How The CIA Uses Social Media to Track How People Feel

Eugen Leitl eugen at leitl.org
Thu Nov 29 09:26:49 PST 2012


http://www.theatlantic.com/technology/archive/2011/11/how-the-cia-uses-social-media-to-track-how-people-feel/247923/

How The CIA Uses Social Media to Track How People Feel

By Jared Keller

Nov 4 2011, 4:15 PM ET

In a nondescript building in Virginia, analysts are tracking millions of
tweets, blog posts, and Facebook updates from around the world

How stable is China? What are people discussing and thinking in Pakistan? To
answer these sorts of question, the U.S. government has turned to a rich
source: social media.

The Associated Press reports that the CIA maintains a social-media tracking
center operated out of an nondescript building in a Virginia industrial park.
The intelligence analysts at the agency's Open Source Center, who other
agents refer to as "vengeful librarians," are tasked with sifting through
millions of tweets, Facebook messages, online chat logs, and other public
data on the World Wide Web to glean insights into the collective moods of
regions or groups abroad. According to the Associated Press, these librarians
are tracking up to five million tweets a day from places like China, Pakistan
and Egypt:

    From Arabic to Mandarin Chinese, from an angry tweet to a thoughtful
blog, the analysts gather the information, often in native tongue. They
cross-reference it with the local newspaper or a clandestinely intercepted
phone conversation. From there, they build a picture sought by the highest
levels at the White House, giving a real-time peek, for example, at the mood
of a region after the Navy SEAL raid that killed Osama bin Laden or perhaps a
prediction of which Mideast nation seems ripe for revolt.
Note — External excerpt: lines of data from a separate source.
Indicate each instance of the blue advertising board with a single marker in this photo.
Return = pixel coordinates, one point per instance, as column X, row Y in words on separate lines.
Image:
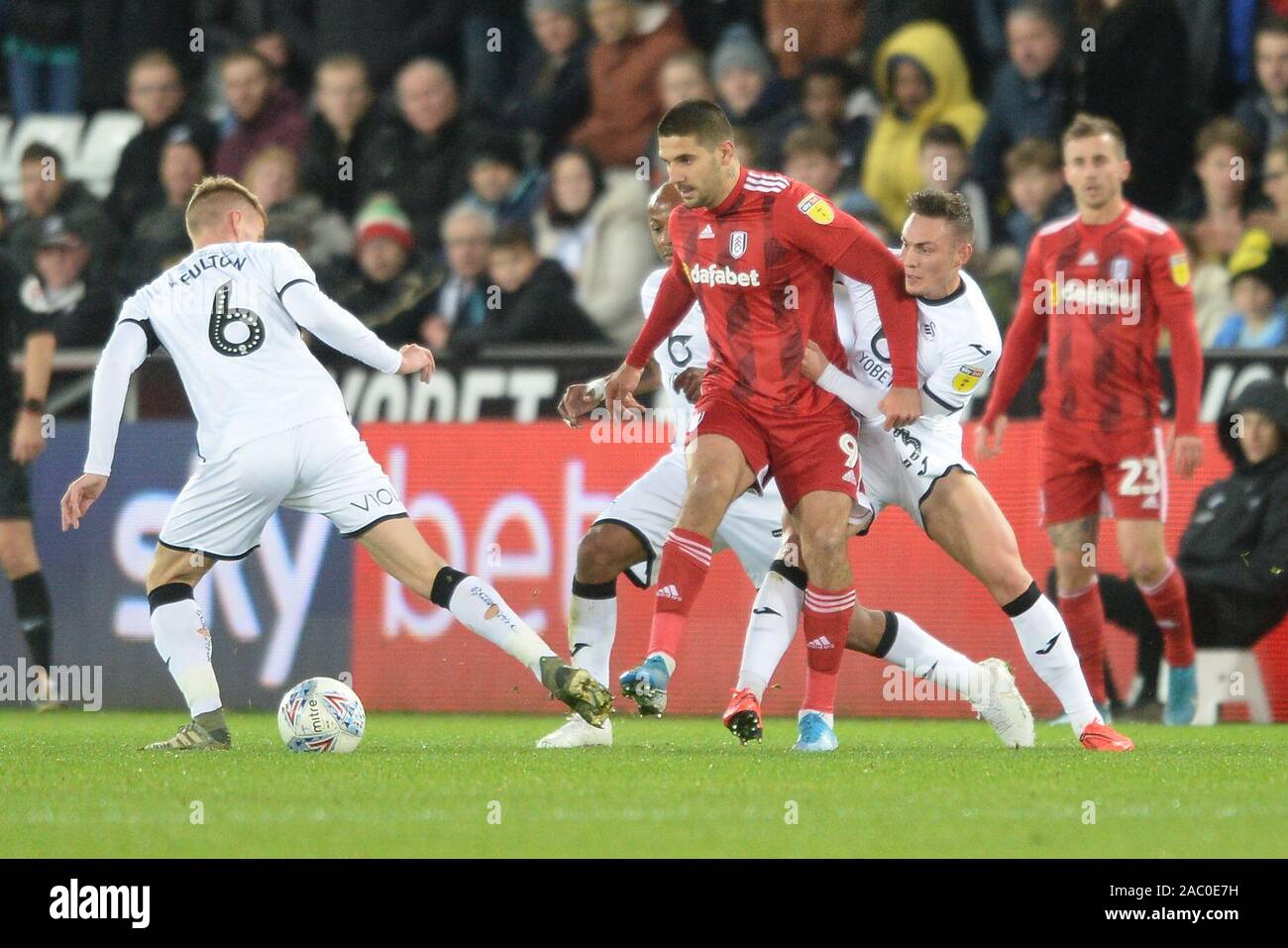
column 278, row 616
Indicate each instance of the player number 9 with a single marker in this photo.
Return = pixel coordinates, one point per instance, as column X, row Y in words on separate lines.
column 850, row 446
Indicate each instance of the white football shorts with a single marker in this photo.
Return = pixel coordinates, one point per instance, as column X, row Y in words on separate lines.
column 321, row 467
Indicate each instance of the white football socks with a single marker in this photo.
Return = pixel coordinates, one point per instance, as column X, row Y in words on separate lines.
column 774, row 616
column 926, row 657
column 592, row 626
column 1048, row 648
column 482, row 609
column 183, row 642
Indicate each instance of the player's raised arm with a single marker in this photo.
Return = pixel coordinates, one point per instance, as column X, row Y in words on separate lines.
column 840, row 241
column 338, row 327
column 1168, row 273
column 583, row 398
column 674, row 298
column 1020, row 352
column 128, row 347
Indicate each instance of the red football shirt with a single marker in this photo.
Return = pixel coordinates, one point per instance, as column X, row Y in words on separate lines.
column 1099, row 294
column 761, row 268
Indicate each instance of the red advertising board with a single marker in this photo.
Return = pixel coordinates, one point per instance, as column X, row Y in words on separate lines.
column 509, row 502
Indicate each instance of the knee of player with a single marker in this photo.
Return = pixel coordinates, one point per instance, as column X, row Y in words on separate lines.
column 1147, row 569
column 172, row 567
column 867, row 626
column 709, row 488
column 600, row 553
column 824, row 539
column 1006, row 579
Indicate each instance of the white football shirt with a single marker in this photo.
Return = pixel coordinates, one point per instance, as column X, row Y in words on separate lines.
column 239, row 352
column 958, row 346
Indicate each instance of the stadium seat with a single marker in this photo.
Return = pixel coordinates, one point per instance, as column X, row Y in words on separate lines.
column 1225, row 677
column 60, row 132
column 99, row 153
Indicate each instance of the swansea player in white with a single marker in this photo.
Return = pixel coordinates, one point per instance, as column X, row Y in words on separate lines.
column 921, row 469
column 271, row 430
column 629, row 536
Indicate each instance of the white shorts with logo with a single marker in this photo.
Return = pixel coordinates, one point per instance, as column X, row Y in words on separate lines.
column 321, row 467
column 752, row 527
column 901, row 468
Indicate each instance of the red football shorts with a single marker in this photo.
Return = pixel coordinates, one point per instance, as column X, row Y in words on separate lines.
column 1120, row 474
column 812, row 453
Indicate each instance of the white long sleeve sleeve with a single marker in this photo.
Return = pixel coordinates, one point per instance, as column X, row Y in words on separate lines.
column 124, row 353
column 862, row 398
column 866, row 399
column 338, row 327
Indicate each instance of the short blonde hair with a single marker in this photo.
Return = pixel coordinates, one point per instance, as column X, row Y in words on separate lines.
column 215, row 196
column 1085, row 125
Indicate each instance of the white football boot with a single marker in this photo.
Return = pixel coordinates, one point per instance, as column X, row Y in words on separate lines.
column 578, row 733
column 1003, row 706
    Yes, they saw the uprising in Egypt coming; they just didn't know exactly
when revolution might hit, said the center's director, Doug Naquin. The
center already had "predicted that social media in places like Egypt could be
a game-changer and a threat to the regime," he said in a recent interview
with The Associated Press at the center. CIA officials said it was the first
such visit by a reporter the agency has ever granted.

The CIA facility wasn't built specifically to track the ebb and flow of
social media: The program was established in response to a recommendation by
the 9/11 Commission with the initial mandate to focus on counterterrorism and
counterproliferation. According to the Associated Press, the center shifted
gears and started focusing on social media after watching thousands of
Iranian protesters turn to Twitter during the Iranian election protests of
2009, challenging the results of the elections that put Iranian President
Mahmoud Ahmadinejad back in power.

In the past few years, sentiment and mood analysis have become mainstays in
the defense and intelligence communities. Last October, an Electronic
Frontier Foundation lawsuit revealed how the Department of Homeland Security
has carefully monitored a variety of public online sources, from social
networks to highly popular blogs like Daily Kos for years, alleging that
"leading up to President Obama's January 2009 inauguration, DHS established a
Social Networking Monitoring Center (SNMC) to monitor social-networking sites
for 'items of interest.' "In August, the Defense Advanced Research Projects
Agency (DARPA), invited analysts to submit proposals on the research
applications of social media to strategic communication. DARPA planned on
shelling out $42 million in funding for "memetrackers" to develop "innovative
approaches that enable revolutionary advances in science, devices, or
systems."

But how useful is all of this activity?

Memetracking is still in its infancy. I spoke with Johan Bollen, a professor
at the School of Informatics and Computing at Indiana University. Bollen's
research into how Twitter can be used to predict the rise and fall of the Dow
Jones Industrial Average made him a niche celebrity last year. He notes that
memetracking is facing serious challenges. For example, how do you get a
random sample?

"You have little control over the composition of a sample," Bollen explained.
"Regular surveys are conducted with only 1000 people, but those samples are
carefully balanced to provide an accurate cross section of a given society.
This is much more difficult to do in these online environments. Sure, the
samples are huge -- there are 750 million people on Facebook -- but no matter
how you look at it, it's still possible that the sample could still be
biased. It requires someone to own a computer, to be on Facebook, to even USE
Facebook... There are all kind of biases built into these samples that are
difficult to control for."

The other major challenge, says Bollen, is that sentiment analysis only
provides a scrape of potentially useful information. "Right now, analysis is
very specialized. We're looking at how people feel about very particular
topics," says Bollen. "There's a lot room for growth in deeper semantic
analysis: not just learning what people feel about something, but what people
think about things. There are 250 million people on Twitter....if you could
perform even a shallow analysis of people's opinions about something, their
semantic opinions, you can learn a lot from the wisdom of the crowd that
could be leveraged."

Diving deep into the semantics of online communication is the next big
challenge for government agencies. While the Associated Press points out that
the CIA uses native dialects to determine sample sizes and pinpoint trending
topics among target groups, deciphering the intricacies of human language is
a major obstacle, and one that will not be easily overcome.